594. Whip It Good: The obligation for the courts to lash violators
…if the guilty one is liable to lashes… (Deuteronomy 25:2)
The beis din has an obligation to administer the penalty of whiplashes for violating certain laws. Lashes were given in multiples of three and the maximum number of lashes that might be given was 39. One-third of the lashes were administered on the convicted offender's front and two-thirds on his back.
The reason for this mitzvah was to penalize the sinner in this world so that he should change his ways and still merit a desirable afterlife. For this reason, the offender was examined to determine how many lashes he should be able to endure, since accidentally killing him would be counter productive. (Since lashes were given in multiples of three, if one was judged to be able to withstand 20 lashes, he was given 18, not 21.) If the one being lashed seems unable to endure his punishment, or if he soiled himself, the whiplashes were stopped.
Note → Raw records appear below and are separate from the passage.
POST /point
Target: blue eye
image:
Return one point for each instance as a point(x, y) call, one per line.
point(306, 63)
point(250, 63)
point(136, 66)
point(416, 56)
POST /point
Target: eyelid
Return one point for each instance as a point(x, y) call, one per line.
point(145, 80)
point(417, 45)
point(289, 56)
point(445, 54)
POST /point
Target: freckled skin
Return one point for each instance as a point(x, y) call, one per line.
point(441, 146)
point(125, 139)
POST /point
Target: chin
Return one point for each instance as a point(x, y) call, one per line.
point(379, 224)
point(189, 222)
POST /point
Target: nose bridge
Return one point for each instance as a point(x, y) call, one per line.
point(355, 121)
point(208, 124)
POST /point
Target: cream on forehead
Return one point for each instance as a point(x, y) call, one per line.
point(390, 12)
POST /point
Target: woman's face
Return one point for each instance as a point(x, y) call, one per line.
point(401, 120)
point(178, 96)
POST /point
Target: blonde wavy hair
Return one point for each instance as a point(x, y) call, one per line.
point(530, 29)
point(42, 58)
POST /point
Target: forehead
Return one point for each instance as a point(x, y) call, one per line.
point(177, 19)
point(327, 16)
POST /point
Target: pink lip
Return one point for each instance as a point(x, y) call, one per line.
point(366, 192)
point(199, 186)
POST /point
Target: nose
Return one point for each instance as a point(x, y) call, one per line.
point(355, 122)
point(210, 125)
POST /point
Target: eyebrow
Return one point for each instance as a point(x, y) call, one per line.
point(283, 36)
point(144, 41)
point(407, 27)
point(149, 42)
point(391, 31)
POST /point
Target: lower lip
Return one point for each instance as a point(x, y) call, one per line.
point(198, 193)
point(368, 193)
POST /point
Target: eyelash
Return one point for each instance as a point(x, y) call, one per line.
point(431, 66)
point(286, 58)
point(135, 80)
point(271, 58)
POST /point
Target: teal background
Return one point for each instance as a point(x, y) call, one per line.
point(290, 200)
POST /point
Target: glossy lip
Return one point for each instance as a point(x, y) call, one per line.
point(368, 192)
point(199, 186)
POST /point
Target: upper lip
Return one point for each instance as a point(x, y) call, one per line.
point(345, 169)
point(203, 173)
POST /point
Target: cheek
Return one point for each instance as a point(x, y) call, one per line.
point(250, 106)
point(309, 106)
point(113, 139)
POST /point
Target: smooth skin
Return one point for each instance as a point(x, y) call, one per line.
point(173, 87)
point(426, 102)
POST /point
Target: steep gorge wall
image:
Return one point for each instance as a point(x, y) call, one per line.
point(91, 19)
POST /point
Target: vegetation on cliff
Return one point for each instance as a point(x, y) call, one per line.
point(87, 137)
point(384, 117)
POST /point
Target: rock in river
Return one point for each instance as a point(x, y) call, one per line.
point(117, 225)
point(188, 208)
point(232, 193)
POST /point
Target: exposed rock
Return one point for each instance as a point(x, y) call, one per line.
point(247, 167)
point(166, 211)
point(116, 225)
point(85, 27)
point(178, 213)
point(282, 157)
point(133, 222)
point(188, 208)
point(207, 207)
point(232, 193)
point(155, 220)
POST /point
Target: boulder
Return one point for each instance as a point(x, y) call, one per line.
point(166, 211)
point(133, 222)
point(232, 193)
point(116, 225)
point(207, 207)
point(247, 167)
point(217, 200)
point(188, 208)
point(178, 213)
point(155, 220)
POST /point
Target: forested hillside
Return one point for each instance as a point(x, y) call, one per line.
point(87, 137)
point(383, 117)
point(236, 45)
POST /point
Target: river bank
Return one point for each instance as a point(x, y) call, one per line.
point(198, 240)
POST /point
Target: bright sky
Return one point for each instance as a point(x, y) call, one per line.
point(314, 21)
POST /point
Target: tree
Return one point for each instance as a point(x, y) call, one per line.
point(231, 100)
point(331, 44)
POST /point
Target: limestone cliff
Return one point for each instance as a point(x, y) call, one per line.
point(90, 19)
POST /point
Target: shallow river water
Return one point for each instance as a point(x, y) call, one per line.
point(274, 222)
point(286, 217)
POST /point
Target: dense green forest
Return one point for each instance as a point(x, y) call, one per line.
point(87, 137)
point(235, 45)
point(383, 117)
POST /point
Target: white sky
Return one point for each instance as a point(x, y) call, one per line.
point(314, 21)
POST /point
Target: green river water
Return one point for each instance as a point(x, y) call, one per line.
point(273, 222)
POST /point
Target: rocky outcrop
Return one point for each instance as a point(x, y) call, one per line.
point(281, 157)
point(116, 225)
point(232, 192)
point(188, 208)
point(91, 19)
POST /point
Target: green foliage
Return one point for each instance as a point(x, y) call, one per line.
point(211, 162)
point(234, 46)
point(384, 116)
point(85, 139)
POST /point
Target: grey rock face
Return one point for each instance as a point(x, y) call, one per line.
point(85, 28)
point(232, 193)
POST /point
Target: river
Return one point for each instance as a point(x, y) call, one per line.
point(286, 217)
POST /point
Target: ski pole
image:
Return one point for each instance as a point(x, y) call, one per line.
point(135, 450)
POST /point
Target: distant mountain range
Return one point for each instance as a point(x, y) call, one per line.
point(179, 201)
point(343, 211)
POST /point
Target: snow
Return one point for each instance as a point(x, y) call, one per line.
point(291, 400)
Lashes could be given by a beis din of three judges (as opposed to a larger court of 23). However, the members of the beis din needed to have the original semicha (ordination) in order to have the authority to impose this penalty.
This mitzvah only applies in Israel at at time of the original ordination. It is discussed in the Talmud in the tractates of Makkos (22a-23b) and Kesubos (35a-b). This mitzvah is codified in the Mishneh Torah in the sixteenth chapter of Hilchos Sanhedrin and is #224 of the 248 positive mitzvos in the Rambam’s Sefer HaMitzvos.